1C.I. Parhon National Institute of Endocrinology, Bucharest, Romania; 2Carol Davila University of Medicine and Pharmacy, Bucharest, Romania.


Background: Overt parathyroid bone disease is a rare entity. We present a case of primary hyperparathyroidism (PHPT) and osteitis fibrosa cystica with involvement of multiple facial bones and neurocranium. Although the initial differential diagnosis was between acromegaly and bone malignancy, endocrine assessment demonstrated PHPT, with favorable outcome after parathyroidectomy.

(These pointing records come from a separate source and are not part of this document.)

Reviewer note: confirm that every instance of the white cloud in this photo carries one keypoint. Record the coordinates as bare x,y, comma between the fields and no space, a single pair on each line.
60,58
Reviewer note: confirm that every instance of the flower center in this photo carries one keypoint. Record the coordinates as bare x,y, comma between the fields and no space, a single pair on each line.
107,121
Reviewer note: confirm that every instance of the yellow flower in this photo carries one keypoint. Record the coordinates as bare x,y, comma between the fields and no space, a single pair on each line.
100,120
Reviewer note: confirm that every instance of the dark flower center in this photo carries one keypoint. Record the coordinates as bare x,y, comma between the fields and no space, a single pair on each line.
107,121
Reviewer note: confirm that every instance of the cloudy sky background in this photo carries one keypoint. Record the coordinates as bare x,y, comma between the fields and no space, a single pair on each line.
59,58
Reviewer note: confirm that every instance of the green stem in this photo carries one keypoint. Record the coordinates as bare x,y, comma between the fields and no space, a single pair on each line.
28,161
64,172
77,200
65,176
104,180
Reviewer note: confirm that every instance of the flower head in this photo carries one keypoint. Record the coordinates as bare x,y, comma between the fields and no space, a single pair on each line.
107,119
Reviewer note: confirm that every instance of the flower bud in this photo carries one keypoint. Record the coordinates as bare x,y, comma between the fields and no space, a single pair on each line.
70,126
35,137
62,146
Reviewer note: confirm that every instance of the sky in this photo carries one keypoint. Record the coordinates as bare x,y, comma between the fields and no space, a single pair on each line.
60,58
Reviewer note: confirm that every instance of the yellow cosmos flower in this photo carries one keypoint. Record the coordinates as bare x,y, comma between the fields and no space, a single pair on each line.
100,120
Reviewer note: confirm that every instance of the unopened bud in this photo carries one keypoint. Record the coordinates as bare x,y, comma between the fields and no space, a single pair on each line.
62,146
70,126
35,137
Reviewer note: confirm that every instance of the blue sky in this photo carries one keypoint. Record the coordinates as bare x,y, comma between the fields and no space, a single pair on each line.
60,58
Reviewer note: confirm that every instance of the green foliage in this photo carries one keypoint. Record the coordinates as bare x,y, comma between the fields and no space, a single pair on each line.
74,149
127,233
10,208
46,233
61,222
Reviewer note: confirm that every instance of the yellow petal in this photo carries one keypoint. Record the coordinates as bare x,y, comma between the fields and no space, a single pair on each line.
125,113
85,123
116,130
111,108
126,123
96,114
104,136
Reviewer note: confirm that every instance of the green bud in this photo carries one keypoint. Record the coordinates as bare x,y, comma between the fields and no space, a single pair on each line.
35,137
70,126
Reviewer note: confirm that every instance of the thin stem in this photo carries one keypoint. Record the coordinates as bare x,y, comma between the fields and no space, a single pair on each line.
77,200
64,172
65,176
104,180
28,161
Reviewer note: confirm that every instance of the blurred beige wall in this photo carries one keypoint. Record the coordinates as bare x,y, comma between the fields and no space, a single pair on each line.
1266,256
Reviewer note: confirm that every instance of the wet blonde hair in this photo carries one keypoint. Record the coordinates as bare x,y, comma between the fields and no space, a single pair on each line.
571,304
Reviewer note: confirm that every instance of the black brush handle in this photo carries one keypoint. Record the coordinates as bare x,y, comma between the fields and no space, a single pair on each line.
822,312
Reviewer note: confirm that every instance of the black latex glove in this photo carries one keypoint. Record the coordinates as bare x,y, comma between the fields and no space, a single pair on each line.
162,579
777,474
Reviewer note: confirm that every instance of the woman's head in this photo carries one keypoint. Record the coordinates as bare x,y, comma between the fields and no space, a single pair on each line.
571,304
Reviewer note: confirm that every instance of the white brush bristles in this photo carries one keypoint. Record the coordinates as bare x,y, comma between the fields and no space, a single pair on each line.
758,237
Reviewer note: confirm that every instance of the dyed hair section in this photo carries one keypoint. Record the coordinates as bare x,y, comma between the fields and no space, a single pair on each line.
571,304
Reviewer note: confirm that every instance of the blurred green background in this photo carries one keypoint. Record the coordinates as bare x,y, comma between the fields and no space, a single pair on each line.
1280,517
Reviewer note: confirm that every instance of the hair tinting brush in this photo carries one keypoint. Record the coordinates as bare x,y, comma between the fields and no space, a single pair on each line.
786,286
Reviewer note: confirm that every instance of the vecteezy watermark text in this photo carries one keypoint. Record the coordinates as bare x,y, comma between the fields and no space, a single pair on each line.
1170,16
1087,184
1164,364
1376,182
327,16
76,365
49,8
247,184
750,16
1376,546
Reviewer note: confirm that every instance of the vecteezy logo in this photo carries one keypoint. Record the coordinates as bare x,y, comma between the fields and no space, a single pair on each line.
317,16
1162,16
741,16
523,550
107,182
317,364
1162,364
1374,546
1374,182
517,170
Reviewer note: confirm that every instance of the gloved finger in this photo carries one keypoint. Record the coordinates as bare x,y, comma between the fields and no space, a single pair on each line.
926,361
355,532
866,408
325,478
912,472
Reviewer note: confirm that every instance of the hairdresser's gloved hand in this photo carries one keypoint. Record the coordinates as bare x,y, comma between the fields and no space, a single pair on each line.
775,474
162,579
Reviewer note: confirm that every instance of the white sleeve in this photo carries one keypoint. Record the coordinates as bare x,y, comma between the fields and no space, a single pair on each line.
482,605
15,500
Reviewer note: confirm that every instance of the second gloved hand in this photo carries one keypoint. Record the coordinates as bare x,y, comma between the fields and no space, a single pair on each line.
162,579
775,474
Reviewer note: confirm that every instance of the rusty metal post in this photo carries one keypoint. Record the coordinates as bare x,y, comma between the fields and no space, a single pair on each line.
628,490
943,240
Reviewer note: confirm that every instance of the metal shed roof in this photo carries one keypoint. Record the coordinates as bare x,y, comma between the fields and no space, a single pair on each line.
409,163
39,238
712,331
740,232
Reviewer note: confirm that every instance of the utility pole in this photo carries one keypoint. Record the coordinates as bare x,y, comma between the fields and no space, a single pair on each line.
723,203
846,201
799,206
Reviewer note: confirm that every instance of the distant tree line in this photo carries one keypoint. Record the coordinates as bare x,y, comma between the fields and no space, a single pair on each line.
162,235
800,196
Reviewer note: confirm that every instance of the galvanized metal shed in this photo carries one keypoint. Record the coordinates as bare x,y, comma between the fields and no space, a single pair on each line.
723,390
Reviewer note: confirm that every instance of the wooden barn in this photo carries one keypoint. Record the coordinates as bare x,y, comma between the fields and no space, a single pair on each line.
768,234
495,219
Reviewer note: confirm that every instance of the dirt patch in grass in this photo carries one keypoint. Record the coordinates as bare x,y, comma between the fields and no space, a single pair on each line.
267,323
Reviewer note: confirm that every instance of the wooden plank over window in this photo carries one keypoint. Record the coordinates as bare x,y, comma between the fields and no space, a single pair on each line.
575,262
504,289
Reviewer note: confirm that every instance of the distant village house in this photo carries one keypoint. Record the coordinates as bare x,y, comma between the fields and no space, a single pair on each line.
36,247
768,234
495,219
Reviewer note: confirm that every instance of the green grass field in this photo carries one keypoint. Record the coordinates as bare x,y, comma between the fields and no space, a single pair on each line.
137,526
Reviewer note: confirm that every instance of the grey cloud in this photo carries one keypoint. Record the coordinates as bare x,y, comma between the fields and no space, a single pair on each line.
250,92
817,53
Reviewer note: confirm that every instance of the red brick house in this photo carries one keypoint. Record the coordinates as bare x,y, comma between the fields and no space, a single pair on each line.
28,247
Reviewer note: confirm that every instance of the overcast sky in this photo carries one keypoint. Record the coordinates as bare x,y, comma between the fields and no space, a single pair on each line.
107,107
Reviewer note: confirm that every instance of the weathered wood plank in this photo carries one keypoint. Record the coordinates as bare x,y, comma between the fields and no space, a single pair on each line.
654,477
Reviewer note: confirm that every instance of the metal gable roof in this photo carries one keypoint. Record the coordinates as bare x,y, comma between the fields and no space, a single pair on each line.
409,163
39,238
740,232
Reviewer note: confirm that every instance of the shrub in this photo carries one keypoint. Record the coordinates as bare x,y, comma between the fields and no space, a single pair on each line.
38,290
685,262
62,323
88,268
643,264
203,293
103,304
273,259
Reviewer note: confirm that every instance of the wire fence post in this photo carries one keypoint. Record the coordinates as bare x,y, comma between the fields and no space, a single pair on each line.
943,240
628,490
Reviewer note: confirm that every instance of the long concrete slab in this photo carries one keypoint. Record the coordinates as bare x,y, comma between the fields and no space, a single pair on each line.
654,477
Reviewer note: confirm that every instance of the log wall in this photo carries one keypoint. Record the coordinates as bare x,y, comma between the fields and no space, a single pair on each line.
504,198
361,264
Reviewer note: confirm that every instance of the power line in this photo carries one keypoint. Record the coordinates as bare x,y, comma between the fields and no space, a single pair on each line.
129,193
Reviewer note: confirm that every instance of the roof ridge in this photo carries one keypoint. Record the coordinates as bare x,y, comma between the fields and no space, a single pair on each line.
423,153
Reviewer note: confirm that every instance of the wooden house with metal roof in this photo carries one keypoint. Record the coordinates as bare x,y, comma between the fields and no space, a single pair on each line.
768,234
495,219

Case report: A 59-year-old woman referred to our clinic with painful swelling of frontal and maxillary bones. A computed tomography (CT) of the skull performed before admission raised the suspicion of osteosarcoma which was invalidated by bone biopsy. The patient had no history of fractures and her family history was not significant. Although facial changes indicated acromegaly, biochemical evaluation showed normal IGF1 (169.3 ng/ml) with normal GH nadir (0.06 ng/ml) during OGTT and revealed high corrected serum calcium (12.06 mg/dl, n=8.5–10.2), low serum phosphorus (2.05 mg/dl, n=2.5–4.5) and high PTH level (384.2 pg/ml, n=15–65), demonstrating PHPT; the bone turnover markers were elevated: crosslaps=0.89 ng/ml (n=0.33–0.78), osteocalcin=53.77 ng/ml (n=15–46), P1NP=89.16 ng/ml (n=15–74); alkaline phosphatase was 112 IU/L (n=38–105) and serum 25OHD was 9.61 ng/ml (n=30–100). 24 h urinary calcium was 760 mg/24h (n=70–300) and 24 h urinary phosphorus was 1080 mg/24 h (n=300–1000). Calcitonin, plasma metanephrines and normetanephrines, PRL and Chromogranin A were in normal range. Abdominal ultrasonography revealed unilateral nephrolithiasis and renal function was normal (GFR=107.7 mL/min/1.73 m2). We reevaluated the CT scan of the skull that showed expansive lytic and sclerotic mass lesions at the level of frontal sinuses, ethmoid cells and within the maxillary sinuses, together with ‘salt and pepper’ appearance of the skull. A neck CT-scan and 99 mTc sestamibi scintigraphy of the parathyroid glands showed a parathyroid adenoma. The patient underwent surgery and a right lower parathyroid adenoma was removed. The anatomopathological report described a chief cells parathyroid adenoma weighing 2.46 g. On a six months follow-up, under cholecalciferol treatment (2000 UI/day), DXA showed osteopenia with a T score of −1.6 DS for the lumbar spine and −1.1 DS for the distal radius and the patient had normal values of serum calcium (9.9 mg/dl), phosphorus (3.1 mg/dl) and PTH (57.46 pg/ml).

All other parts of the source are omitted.